Salary packaging company McMillan Shakespeare has broken its silence to the market after six weeks of refusing to talk to analysts, shareholders or the media.
But the company – whose share price fell 50 per cent in July following a Rudd government proposal to abolish tax breaks for employer-provided cars – has refused to give a profit guidance for the current financial year, saying it was still too early to give an outlook.
McMillan has been scathing of the Rudd government's proposal to get rid of the tax benefit which it relies on heavily for revenue – despite it never being enacted as a policy.
After opening at $12.34 this morning, shares in the company fell to as low as $12.10 before rebounding to reach a high of $12.63.
The proposed changes are now set to be reversed by the Coalition government, but despite this, McMillan chief executive Michael Kay said it was still too early to say when business would return to normal.
"We think Labor's announcement on the proposed taxes and air bubble created in our system is likely to have a material adverse effect on our remuneration services segment in FY14," he said.

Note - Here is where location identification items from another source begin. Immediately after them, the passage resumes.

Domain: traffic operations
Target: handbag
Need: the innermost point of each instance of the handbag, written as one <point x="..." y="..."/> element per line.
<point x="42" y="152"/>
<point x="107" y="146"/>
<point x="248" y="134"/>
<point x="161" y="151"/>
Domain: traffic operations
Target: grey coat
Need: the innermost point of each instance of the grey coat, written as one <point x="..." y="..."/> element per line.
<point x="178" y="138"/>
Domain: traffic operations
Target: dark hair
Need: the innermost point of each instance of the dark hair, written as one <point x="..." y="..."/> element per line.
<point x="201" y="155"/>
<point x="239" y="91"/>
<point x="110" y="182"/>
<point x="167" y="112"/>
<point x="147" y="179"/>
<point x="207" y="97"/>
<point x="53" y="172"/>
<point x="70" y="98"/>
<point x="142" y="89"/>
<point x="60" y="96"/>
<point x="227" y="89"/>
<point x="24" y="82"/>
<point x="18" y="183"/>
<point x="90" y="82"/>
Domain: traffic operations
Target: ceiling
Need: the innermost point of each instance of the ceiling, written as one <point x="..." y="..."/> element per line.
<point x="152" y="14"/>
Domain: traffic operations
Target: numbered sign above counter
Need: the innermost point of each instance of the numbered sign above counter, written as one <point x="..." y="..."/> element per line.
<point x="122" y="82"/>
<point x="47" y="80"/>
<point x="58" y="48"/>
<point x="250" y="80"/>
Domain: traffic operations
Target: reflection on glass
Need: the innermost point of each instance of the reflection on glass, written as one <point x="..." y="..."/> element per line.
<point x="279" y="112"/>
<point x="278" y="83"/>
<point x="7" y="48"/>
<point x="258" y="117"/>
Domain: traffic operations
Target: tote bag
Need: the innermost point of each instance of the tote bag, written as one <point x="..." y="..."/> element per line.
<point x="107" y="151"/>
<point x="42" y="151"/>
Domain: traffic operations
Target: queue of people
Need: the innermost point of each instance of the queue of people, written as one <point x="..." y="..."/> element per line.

"But due to a raft of uncertainties, we really have no present view about what that is going to be."
Mr Kay said investors would have to wait until the company's annual general meeting in October to be given a profit guidance.
"There are a lot of pluses and minuses, and we really don't have a clue. But we'll have a better idea come the AGM.
McMillan's revenue streams rely heavily on the near-three-decade-old tax break. The Rudd government had proposed to abolish the concession to pay for the shortfall left by scrapping the carbon tax.
Following the announcement, the company had asked the ASX if it could remain in a trading halt until after the election. But the ASX rejected the request, and McMillan shares fell more than 50 per cent.
It then took the unprecedented step of saying it would refuse to talk to analysts, shareholders or the media until the outcome of the federal election was known.
McMillan posted a net profit of $62.1 million for the year to June, up 14.5 per cent from a year earlier.
It told investors during a briefing this morning that regulatory risk was a permanent sensitivity to its business.
"Regulatory risk is a permanent one," Mr Kay said. "Some people will take view that regulation risk has increased, some will take the view that it has significantly decreased."
"I'll leave it up to market participants to form their view."